Setor 4: “Aqui serão as ruas como templo a céu aberto, das procissões e romaria. Mesmo de como cada um exerce a sua fé independente de religião e nessa ligação com a rua, tudo como muito respeito, no sentido mesmo da liberdade religiosa”.
Setor 5: “Neste estarão aquelas ruas que a gente talvez nunca foi mas conhece por cartão postal, aquelas que são tão famosas que certa forma todo mundo conhece, como a Champs-Élyssées em Paris ou a Broadway nos Estados Unidos ou também a nossa Atlântica, que é a nossa princesinha do mar, que virá representada ao final deste setor das ruas mais famosas”.
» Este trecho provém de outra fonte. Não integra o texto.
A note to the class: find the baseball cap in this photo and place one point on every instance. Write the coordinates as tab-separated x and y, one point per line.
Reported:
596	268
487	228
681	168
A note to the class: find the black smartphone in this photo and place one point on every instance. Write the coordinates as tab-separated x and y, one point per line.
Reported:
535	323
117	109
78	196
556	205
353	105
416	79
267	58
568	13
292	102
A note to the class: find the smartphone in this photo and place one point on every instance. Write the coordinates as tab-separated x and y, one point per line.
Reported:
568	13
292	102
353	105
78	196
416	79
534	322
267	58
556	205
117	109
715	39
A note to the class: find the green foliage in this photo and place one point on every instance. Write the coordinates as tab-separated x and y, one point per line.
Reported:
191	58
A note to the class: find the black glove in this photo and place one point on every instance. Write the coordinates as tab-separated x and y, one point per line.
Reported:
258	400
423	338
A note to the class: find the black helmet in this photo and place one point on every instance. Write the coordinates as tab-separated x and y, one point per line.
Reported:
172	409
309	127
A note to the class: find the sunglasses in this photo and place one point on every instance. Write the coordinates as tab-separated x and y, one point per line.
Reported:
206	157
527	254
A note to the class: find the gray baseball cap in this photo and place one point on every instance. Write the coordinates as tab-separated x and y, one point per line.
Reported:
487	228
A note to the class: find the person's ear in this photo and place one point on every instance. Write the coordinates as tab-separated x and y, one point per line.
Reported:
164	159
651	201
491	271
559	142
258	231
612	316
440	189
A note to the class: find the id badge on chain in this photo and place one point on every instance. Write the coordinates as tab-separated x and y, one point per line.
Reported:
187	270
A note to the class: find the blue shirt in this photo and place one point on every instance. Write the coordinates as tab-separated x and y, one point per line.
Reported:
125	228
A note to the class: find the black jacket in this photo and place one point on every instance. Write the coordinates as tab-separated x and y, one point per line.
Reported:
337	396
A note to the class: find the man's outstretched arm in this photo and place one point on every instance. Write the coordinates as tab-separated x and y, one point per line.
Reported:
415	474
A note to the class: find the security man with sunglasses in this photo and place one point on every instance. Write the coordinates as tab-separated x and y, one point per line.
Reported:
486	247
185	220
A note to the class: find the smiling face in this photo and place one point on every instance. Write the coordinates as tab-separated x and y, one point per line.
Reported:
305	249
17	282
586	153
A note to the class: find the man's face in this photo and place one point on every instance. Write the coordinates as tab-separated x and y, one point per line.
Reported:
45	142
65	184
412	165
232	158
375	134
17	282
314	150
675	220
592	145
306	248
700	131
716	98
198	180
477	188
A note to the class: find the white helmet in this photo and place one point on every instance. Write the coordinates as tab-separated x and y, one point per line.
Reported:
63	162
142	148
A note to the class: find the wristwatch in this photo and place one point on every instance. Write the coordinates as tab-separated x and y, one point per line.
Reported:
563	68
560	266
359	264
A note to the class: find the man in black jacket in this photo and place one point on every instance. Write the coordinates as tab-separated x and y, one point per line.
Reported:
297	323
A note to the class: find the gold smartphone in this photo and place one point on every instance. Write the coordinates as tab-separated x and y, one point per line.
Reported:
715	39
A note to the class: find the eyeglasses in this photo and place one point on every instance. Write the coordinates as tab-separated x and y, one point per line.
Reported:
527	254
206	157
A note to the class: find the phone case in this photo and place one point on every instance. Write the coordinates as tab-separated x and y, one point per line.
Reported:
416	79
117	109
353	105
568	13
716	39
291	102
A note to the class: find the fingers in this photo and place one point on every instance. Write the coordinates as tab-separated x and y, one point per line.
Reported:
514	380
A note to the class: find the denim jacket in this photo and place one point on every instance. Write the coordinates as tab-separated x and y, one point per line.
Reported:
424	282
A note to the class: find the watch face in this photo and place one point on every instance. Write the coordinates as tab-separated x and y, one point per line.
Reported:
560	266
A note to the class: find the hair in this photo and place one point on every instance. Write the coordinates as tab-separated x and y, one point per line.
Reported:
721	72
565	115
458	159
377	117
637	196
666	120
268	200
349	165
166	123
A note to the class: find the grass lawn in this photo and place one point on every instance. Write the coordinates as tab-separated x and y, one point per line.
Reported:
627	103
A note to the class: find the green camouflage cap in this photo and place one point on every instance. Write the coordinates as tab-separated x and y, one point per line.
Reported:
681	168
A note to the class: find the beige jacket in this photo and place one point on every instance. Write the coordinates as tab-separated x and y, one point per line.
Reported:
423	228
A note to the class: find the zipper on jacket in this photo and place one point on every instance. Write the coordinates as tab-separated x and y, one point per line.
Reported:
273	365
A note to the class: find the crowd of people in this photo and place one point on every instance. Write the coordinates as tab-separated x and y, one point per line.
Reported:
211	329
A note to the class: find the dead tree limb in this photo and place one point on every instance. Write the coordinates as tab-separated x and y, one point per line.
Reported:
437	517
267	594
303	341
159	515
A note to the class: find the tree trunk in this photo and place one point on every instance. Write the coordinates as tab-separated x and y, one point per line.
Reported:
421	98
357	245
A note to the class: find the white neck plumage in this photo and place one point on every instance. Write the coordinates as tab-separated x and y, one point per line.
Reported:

Setor 6: Este último setor encerrará o desfile falando das ruas mais fantasiosas, ruas da nossa imaginação. Aqui a gente fala do labirinto do minotauro, da estrada do arco-íris, da via láctea, e, acima de tudo, da rua que mais mexe com a nossa imaginação, de nós sambistas, que é a Sapucaí, aquela avenida que a gente trabalha o ano inteiro para ver a nossa escola desfilar por ela. E poder, cada um, cada um naquele momento falar ‘essa rua é minha’, como um momento de pertencimento. A gente termina esse setor com uma homenagem a própria Beija-Flor, que é a maior campeã da era sambódromo e ao carnaval de modo geral, o carro se chama ‘Se essa rua fosse eu mandava ladrilhar com pedrinhas de brilhante para a Beija-Flor passar”. E atrás desse último carro nós teremos a representação de todos que usam as ruas para alguma coisa, lhe dão significado, do cara que está fazendo malabarismos no sinal, ao que vende algo, ao gari que varre, aquele que faz protesto, o que usa a rua para expressar arte, drag queens e travestis, prostitutas e todo mundo que faz da rua um cantinho seu, seja para trabalhar, se expressar, demonstrar algo mais cultural ou protestar. Nós devolvemos então essa rua ao povo, pedindo menos violência e mais liberdade para ir de um ponto ao outro com paz, principalmente nessa cidade”.